Phantom of the Opera is based on Gaston Leroux's French novel Le Fantome de l'Opera. The central storyline revolves around a love triangle involving a mysterious, facially disfigured musical genius (the Phantom) and his obsession with a beautiful young opera singer whom he's been training (Christine) who in turn is in love with her childhood friend and suitor (Raoul).

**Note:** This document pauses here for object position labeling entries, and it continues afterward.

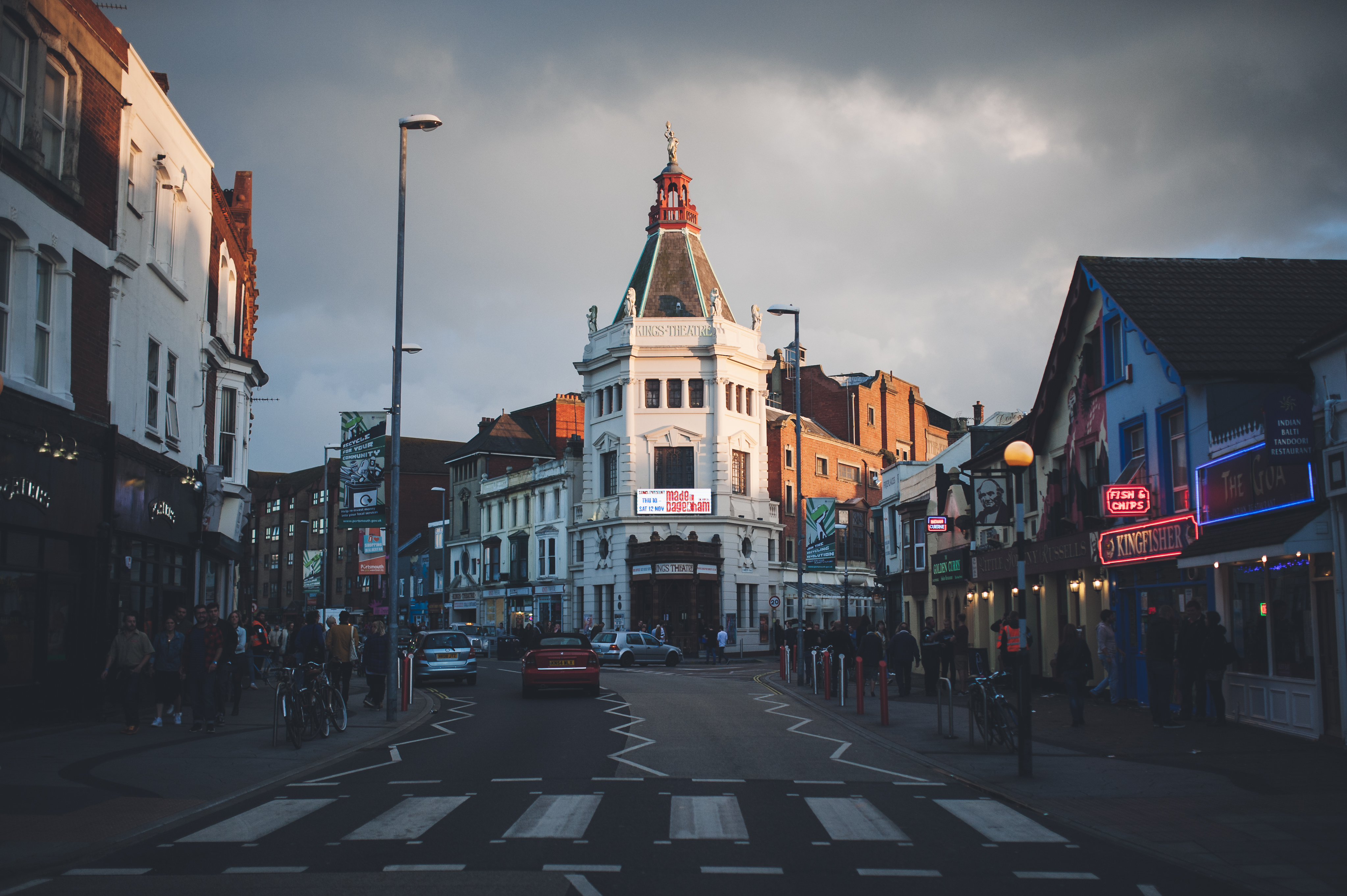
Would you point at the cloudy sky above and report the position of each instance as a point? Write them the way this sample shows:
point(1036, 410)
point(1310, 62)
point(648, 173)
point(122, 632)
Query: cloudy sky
point(919, 178)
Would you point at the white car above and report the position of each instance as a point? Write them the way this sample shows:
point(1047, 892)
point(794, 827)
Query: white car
point(635, 648)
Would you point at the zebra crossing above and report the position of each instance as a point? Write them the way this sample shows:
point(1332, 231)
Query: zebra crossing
point(569, 817)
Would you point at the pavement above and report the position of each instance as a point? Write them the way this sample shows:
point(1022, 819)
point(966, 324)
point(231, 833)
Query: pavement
point(1255, 808)
point(708, 778)
point(75, 790)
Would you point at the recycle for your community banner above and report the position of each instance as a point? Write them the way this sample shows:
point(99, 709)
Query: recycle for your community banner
point(364, 455)
point(821, 544)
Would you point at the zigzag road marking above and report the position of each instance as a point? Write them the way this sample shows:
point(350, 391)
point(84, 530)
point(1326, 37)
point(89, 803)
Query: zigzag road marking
point(837, 754)
point(395, 757)
point(630, 734)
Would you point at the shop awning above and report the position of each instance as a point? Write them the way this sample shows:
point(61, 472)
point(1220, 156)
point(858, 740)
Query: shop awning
point(1275, 535)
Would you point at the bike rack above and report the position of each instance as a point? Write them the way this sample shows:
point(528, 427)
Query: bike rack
point(945, 699)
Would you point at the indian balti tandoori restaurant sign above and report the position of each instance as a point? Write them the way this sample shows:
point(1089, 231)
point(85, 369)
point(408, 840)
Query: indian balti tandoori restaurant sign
point(1153, 540)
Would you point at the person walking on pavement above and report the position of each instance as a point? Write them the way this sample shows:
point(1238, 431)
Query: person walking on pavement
point(931, 656)
point(1218, 653)
point(1075, 666)
point(127, 656)
point(200, 661)
point(903, 650)
point(376, 657)
point(1106, 642)
point(1160, 666)
point(1193, 664)
point(872, 652)
point(343, 644)
point(169, 645)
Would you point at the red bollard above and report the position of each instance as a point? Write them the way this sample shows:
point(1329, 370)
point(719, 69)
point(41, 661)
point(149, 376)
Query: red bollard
point(884, 693)
point(860, 686)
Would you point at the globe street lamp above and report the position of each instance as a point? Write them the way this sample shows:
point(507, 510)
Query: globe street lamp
point(1018, 457)
point(799, 500)
point(411, 123)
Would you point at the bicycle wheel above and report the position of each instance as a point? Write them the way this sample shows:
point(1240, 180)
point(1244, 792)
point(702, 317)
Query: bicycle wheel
point(339, 708)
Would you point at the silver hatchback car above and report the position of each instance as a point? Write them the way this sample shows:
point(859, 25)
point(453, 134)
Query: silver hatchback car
point(635, 648)
point(445, 654)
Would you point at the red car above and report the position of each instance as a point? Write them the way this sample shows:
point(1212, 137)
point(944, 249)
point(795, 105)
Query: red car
point(563, 660)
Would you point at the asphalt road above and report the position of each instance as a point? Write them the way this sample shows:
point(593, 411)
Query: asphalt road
point(673, 781)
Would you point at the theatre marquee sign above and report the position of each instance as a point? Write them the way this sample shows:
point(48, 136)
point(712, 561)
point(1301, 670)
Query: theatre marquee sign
point(1153, 540)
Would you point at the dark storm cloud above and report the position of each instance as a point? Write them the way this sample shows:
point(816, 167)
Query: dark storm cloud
point(919, 178)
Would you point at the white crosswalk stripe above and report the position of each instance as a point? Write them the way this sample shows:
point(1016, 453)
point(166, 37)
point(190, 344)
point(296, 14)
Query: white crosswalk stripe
point(998, 823)
point(853, 818)
point(409, 820)
point(706, 818)
point(258, 823)
point(563, 816)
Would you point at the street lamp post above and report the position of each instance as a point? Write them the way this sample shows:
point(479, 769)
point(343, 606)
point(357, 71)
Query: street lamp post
point(444, 545)
point(411, 123)
point(799, 501)
point(1018, 457)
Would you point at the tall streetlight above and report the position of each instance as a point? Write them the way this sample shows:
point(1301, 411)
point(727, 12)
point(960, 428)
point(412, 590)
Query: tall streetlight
point(444, 545)
point(799, 501)
point(1018, 457)
point(411, 123)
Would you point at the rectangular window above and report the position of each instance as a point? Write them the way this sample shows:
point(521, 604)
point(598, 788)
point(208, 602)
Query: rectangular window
point(740, 473)
point(1113, 366)
point(153, 386)
point(609, 459)
point(1178, 460)
point(228, 401)
point(14, 68)
point(54, 120)
point(674, 467)
point(171, 399)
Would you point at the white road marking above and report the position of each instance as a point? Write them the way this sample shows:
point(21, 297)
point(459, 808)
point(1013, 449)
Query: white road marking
point(998, 823)
point(258, 823)
point(563, 816)
point(409, 820)
point(1055, 876)
point(706, 818)
point(583, 886)
point(853, 818)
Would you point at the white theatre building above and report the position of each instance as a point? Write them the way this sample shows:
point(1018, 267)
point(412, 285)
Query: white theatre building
point(675, 410)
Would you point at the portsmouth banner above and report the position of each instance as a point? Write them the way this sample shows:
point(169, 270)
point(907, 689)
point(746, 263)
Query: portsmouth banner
point(821, 544)
point(364, 454)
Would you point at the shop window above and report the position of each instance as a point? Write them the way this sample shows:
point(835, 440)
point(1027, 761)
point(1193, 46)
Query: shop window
point(674, 467)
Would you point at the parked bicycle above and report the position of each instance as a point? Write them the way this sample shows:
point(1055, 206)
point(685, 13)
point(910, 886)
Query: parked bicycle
point(993, 713)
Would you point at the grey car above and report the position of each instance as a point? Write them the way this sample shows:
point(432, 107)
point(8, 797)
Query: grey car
point(445, 654)
point(635, 649)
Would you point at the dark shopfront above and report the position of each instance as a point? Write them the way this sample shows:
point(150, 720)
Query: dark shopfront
point(675, 583)
point(54, 617)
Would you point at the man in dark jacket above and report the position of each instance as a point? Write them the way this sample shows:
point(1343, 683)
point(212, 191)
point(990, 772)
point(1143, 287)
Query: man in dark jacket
point(1191, 653)
point(1160, 665)
point(903, 650)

This refurbished revival under the direction of Laurence Connor, proves one thing: In the last 30 years, one of the things that has improved is theatrical technology. Paul Brown's set design is gritty and intriguing, as it delves deeper into the actual architecture of the Paris Opera House. One of the best moments was the reveal of a vanishing staircase that leads to the Phantom's underground lair. The infamous Chandelier moment has been updated with pyrotechnics and faux crystals raining down over the audience. Some of the audience felt it a nice touch, while others were just making sure that whatever hit them in the dark did not set them on fire. Paule Constable's lighting design was new and refreshing with a wonderful use of shadows, lending towards the grittier overall feel of the production. One of the only aspects that was recycled from the original Hal Prince production was Maria Bjornson's spectacular Tony Award winning costume design.
Original director Hal Prince instinctively knew that in order for Phantom to work, the show had to be a spectacle on the scale of grand opera-but the performances had to be sincere. Unfortunately, this is where this new production was seriously lacking. However, I am going to chock it up to direction, because all three points of the love triangle, chose to be incredibly over the top in their acting choices, which was not effective in the least bit. The Phantom, played by The Voice finalist Chris Mann, is a very complex character. And while Mann's voice was powerful, his acting invoked a feeling of a child who couldn't sit still. His best moments were in the stillness he summoned during "Music of the Night" and "All I Ask of You (Reprise)". Kaitlyn Davis as ingénue Christine, vocally soared, but again her acting felt spastic. During such iconic moments as "Think of Me" and "Wishing You Were Somehow Here Again," in which the music and vocals speak for themselves, it felt as though Davis was struggling to remember the ridiculous blocking. Those are moments where it is more powerful to stand and sing and let the audience feel what you are feeling. Rounding out the lovers trio was Storm Lineberger as Raoul, a role which so often is thought of as third best; however, Lineberger soared in this role, seemingly one of the only ones at home acting on a stage. Not to mention, his beautiful vocals in "All I Ask of You."
Amongst the supporting cast, Jaquelynne Fontaine annoyed the heck out of me as prima donna Carlotta Giudicelli, meaning she did her job perfectly. Phumzile Sojola brought a wonderful level of comedy as leading tenor Ubaldo Piangi. One of the true gems of the production was Anne Kanengeiser, as ballet mistress Madame Giry, a role which has always intrigued me. Kanengeiser brought a wonderful level of mystery, leaving the audience to wonder what was the real relationship between her and the Phantom.
Overall, it was a good production but not a great one. If you've seen the original production, either in New York or London, you may leave disappointed. As a lady behind me in the audience stated, "Why do you have to update perfection?" But if you have never experienced the beauty of Andrew Lloyd Webber's score onstage, then you may want to get out to see this production. In my opinion, a good production is better than no production at all.